Cerró de golpe la tapa del ordenador y se tumbó sobre la cama, mirando al cielo raso con cara de absoluto reproche hasta que estuvo a punto de quedarse dormido mientras recordaba que los ojos de Rocío eran azules como la Viagra.
Alguien llamó a su puerta con unos golpecitos suaves y Nacho, amodorrado, dio un respingo en la cama.
– Adelante. -De un salto, se puso en pie. Tenía esa costumbre, propiciada por su tía Pau desde su niñez, de no dejar que nadie lo viera en actitud indolente. Le daba la sensación de que lo pillaban en falta. Empezó a disimular, como si estuviera rebuscando algo en su maleta.
Fernando Sierra asomó entonces la cabeza con el sigilo de una joven amante, aferrándose a la puerta con dedos que parecían ensangrentados a la luz de la tarde.
– ¿Puedo pasar? -preguntó el hombre cuando ya estaba dentro.
– Sí, claro, adelante…
– ¿Te molesta si te hago compañía un rato?
– No, estaba aquí… -Nacho se rascó la cabeza, aturdido.
– He visto que te ha impresionado la mirada del cabezón.
El meteorólogo lo estudió con divertida curiosidad.
– Pascual Coloma está entretenido esperando la llegada de su propia posteridad, igual que otros esperan el advenimiento del nuevo Mesías. -Fernando observó las cortinas de la habitación, que dejaban pasar una luz dorada cortada en rodajas, tal que si alguien la hubiera separado en lonchas con un rotulador negro-. Nuestro futuro premio Nobel de Literatura, y comprenderás que eso es toda una profesión, emana el poderío de Catalina la Grande de Rusia, aquella señora imponente que convirtió a su marido, el gran duque Pedro, en impotente, lo cual no es de extrañar.
– Bueno, sí que parece un tipo con autoridad… -«Sobre todo si uno lo ve sentado», pensó Nacho.
– La tiene, no dudes de que la tiene.

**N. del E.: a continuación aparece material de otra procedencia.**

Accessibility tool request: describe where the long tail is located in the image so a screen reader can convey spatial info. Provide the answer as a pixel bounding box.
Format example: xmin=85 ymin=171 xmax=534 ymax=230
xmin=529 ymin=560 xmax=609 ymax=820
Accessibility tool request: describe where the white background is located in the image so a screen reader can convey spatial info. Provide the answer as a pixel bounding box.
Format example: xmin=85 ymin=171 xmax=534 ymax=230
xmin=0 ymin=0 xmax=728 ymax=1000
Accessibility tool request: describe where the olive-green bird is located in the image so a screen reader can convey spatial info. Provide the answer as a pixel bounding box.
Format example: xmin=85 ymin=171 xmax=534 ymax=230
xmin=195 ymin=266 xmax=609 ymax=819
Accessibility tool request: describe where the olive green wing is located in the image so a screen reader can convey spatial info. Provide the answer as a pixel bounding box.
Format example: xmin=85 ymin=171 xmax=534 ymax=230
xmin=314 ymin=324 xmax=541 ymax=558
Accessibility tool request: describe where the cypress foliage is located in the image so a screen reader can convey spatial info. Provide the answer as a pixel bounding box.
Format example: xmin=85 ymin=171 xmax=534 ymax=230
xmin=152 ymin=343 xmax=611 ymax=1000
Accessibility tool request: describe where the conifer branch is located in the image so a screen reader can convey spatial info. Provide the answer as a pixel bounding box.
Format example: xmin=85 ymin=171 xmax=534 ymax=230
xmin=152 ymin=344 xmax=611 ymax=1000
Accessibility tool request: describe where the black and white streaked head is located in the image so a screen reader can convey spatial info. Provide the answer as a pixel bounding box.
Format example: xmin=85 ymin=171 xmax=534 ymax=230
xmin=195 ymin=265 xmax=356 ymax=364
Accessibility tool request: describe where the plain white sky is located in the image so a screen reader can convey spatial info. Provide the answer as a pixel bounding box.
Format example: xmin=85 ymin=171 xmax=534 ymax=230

La autoridad, digo. ¿Sabes que él cobra, al menos, cuatro o cinco veces más que el resto de nosotros por estar aquí? Su caché no es cualquier cosa. Casi el de una estrella de rock. Menos mal que lo paga la fundación…
– No sabía que cobrara tanto.
– Su tiempo es oro, muchacho, y sus palabras también. Es un dios, o eso se comenta por su barrio, el Olimpo.
– No lo conocía personalmente. Es increíble que yo comparta mesa y mantel con Pascual Coloma.
Nacho había leído todos sus libros, y sentía una gran admiración intelectual por el autor de Sacrificio y Pérdida, obras que había estudiado, por obligación pero con gusto, en el instituto.
– Sí… -reconoció Fernando-. Es una gran cabeza… -Se rió con pequeños jadeos-. Yo no lo soporto.
– Claro, una cosa es la obra, y otra la vida; e imagino que no siempre la grandeza de una persona alcanza para las dos. -Nacho buscó refugio para sus manos hasta que, no sabiendo qué hacer con ellas, se las metió en los bolsillos.
Fernando se había repantigado en un sillón, cerca del ventanal.
– Me consuela su aspecto físico. Es un pelele, como habrás podido comprobar. Es curioso cómo con la gente que odiamos nos ocurre algo similar que con los extraterrestres.
– ¿Qué?
– Sí, ¿no te has fijado? Todo el mundo tiende a creer que los extraterrestres, si es que existen, son mucho más inteligentes que nosotros, pero también muchísimo más feos. Con la gente que detestamos, al menos en los casos como el de Pascual, nos reconforta lo mismo: que quizás sean más listos que nosotros, pero que desde luego son considerablemente más repelentes. -Hizo un gesto de coquetería con las manos y añadió-: Me tomaría un whisky, pero tú no tendrás, claro…
– No, lo siento.
– Dios mío, no sé por qué hablamos de Pascual Coloma… L’altissimo poeta. Mencionarme a mí ese asunto es como sacar el tema de la crucifixión en la última Cena…
– ¡Pero si lo has sacado tú!
– Ah, sí. Bueno, da igual. Es una inconveniencia, en todo caso. «Enhiesto surtidor de sombra y sueño, que acongojas el cielo con tu lanza.» Coloma es un ciprés de aquellos de Gerardo Diego, empeñado en alcanzar las estrellas. Con el inconveniente de su baja estatura, no lo olvidemos. Un tipo insufrible, y además, un pelmazo.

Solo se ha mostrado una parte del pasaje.